Monday, Apr. 15, 1940
Dewey Gets Going
Thomas Edmund Dewey was too young, said the experts: a not-so-nice kid too big for his breeches; cocky, inexperienced both in politics and statesmanship --a ball of fire in New York, maybe, but just a city dude out where men are men and a cow is a cow.

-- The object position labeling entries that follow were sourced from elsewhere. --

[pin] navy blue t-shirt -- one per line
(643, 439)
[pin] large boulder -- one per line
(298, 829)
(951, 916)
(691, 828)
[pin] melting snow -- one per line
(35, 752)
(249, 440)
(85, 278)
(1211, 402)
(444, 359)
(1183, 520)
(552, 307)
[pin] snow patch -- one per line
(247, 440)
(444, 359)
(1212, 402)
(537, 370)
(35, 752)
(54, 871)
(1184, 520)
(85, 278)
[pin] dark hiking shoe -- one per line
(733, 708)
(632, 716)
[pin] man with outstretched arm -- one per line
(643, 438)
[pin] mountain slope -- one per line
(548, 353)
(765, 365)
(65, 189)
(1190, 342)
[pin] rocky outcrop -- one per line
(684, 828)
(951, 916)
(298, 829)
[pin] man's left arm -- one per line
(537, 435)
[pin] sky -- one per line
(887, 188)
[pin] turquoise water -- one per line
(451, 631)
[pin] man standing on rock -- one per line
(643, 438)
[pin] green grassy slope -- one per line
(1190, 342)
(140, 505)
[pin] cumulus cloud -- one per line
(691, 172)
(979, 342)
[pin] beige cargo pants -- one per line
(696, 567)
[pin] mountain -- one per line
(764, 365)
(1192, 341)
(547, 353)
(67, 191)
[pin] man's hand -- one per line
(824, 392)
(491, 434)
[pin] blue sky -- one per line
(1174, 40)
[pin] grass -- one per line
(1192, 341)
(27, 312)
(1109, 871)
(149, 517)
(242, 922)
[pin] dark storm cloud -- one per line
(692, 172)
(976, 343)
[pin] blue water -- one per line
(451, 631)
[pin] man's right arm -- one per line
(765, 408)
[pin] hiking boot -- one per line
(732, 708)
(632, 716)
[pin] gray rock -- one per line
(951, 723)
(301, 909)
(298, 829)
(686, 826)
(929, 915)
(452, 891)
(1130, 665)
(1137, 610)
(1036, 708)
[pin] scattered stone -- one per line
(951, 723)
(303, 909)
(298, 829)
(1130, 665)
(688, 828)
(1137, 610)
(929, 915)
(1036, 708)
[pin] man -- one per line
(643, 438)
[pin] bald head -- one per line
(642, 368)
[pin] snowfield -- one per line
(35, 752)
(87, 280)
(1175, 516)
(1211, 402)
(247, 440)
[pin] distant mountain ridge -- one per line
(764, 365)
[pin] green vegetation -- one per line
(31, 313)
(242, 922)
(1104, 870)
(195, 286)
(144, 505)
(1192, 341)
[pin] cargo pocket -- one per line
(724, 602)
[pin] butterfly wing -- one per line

Dewey did it the hard way. With his braintrusted speeches (at $3,000 a speech), without the help of one major G. O. P. figurehead, he entered every primary in sight, met every challenge head on. Last week he pulverized professionals, reduced experts to tears. Expected at best to break even, he swept the Wisconsin primary, using Michigan's Arthur Vandenberg as the broom. In the State where Vandenberg is best known, outside Michigan, Mr. Dewey suddenly became better known. On Wisconsin farms he ran like a prairie fire; in Wisconsin cities he ran like a rumor. Of a possible 24 delegates, he got 24. Mr. Vandenberg's candidacy was dead as a doornail.
Bug-eyed politicos, bag-eyed experts conked out cold; the U. S. was thrilled and a little frightened. A lot of people decided to take a closer look at Tom Dewey, just in case. The ranks of all other candidates closed up tighter to stop Mr. Dewey.
Racket-Buster Dewey last autumn became merely Buster Dewey, in sarcastic appreciation of his age, 38. Now Buster began to get some of the old meaning back. But much remained to be done, perhaps too much, before Mr. Dewey became the G. 0. P. nominee; when it came to lining up delegates, harelike Mr. Dewey hadn't yet overtaken Robert the Tortoise Taft.